Hunt’s praise of pharmacy at CCA event was sycophantic

The idea the Conservatives could return to power any time soon feels utterly ludicrous despite the mayhem engulfing prime minister Keir Starmer.

That should reassure community pharmacy and, dare I say, generate optimism about the future. If you think that’s harsh on the Tories, you should be reminded that some 10 years ago, they slashed the sector’s funding, forcing pharmacies to close and leaving others dangling over the precipice. The ones that survived still bear the brunt of that decision today.  

In one sense, the Tories have almost become the forgotten party because the focal point of political debate now is Starmerism versus Faragism. But memories are long, especially in pharmacy.

As I listened to Jeremy Hunt, the health secretary when the cuts were implemented, tell the Company Chemists’ Association conference in London this month that the NHS “would have fallen over” during Covid had it not been for pharmacies and schmoozing that pharmacy was the “Cinderella of the NHS”, someone in the auditorium let off a sigh. Irritation hung in the air.

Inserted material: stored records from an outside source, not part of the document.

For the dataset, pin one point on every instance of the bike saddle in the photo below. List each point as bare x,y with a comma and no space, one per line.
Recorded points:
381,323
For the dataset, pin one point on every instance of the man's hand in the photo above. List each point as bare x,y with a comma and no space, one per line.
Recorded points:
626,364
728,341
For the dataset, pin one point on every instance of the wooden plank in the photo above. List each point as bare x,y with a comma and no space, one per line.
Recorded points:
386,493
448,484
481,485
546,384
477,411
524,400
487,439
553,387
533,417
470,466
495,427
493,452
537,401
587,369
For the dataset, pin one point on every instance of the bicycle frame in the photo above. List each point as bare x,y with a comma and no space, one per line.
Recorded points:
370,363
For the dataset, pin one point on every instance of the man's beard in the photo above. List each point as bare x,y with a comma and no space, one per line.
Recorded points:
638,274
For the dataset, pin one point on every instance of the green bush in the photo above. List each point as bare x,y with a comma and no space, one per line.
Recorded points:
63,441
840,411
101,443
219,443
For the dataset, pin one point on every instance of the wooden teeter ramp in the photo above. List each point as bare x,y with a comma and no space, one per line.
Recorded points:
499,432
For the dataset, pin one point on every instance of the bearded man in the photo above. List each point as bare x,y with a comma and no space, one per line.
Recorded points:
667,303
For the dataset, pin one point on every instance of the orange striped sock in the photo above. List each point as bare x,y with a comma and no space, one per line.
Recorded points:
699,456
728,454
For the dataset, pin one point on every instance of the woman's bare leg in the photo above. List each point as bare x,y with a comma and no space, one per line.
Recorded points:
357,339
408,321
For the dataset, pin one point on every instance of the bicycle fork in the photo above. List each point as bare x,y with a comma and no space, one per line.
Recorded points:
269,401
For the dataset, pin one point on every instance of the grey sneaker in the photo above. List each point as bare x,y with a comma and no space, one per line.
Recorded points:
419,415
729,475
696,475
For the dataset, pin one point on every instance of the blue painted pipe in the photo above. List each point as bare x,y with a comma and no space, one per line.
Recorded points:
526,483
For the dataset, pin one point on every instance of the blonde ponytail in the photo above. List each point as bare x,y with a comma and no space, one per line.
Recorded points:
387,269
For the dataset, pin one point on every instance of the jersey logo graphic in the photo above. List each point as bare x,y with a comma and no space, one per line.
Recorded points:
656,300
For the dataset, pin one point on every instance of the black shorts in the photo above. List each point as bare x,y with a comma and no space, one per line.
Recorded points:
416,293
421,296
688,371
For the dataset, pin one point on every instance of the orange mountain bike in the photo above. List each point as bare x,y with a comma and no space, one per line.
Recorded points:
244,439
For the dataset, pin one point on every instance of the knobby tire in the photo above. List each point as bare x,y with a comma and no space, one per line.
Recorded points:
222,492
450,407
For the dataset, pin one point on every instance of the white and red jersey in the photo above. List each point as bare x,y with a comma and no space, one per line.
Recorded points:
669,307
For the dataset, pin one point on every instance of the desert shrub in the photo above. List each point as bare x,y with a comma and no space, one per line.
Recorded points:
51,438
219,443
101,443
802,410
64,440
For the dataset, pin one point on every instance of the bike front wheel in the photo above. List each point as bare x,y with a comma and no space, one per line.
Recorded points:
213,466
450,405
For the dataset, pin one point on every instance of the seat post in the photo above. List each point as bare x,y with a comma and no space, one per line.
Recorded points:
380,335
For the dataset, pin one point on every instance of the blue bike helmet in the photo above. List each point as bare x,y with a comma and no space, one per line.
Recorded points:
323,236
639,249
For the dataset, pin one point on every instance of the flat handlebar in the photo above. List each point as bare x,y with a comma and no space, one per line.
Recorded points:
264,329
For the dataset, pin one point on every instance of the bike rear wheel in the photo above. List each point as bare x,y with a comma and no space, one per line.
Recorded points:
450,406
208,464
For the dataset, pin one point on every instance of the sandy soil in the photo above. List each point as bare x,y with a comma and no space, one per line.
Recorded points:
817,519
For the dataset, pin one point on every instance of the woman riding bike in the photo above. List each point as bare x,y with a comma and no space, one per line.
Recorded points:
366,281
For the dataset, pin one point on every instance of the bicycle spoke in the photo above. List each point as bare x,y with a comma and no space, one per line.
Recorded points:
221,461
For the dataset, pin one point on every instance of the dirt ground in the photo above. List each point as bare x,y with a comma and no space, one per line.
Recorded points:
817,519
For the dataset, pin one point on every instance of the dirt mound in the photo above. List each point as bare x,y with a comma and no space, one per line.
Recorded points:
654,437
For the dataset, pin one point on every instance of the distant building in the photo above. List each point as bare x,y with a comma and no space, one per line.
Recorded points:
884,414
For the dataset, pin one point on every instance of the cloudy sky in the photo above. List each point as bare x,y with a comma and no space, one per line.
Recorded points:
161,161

I wondered if Hunt was suffering from selective memory. When it was pointed out his waxing lyrical of pharmacy was at odds with his government’s treatment of pharmacies, he was taken aback. 

“There were lots of areas of funding I wished we had more money for,” he said, his earlier enthusiasm replaced by weary defiance. He tried to fend off criticism of his time as health secretary by insisting he introduced mechanisms to support pharmacy, such as the access and quality payment schemes and integration fund.

He accepted pharmacy “needed more money” but, like a boxer clambering off the ropes after a sucker punch, came out swinging, insisting “it was a very difficult period” and maintaining he negotiated a £21 billion increase in the NHS budget before he left as health secretary.

Hunt even managed a dig at Labour, suggesting its commitment to increase the budget by three per cent annually compared with 3.3 per cent offered by the Tories in 2019.

He finished with the admission: “Do I accept the case that the sector needed more resources? Yes, I do.” It was as if he was trying to mend the paddock long after the horse had bolted.

Neil Trainis is the editor of Independent Communitty Pharmacist.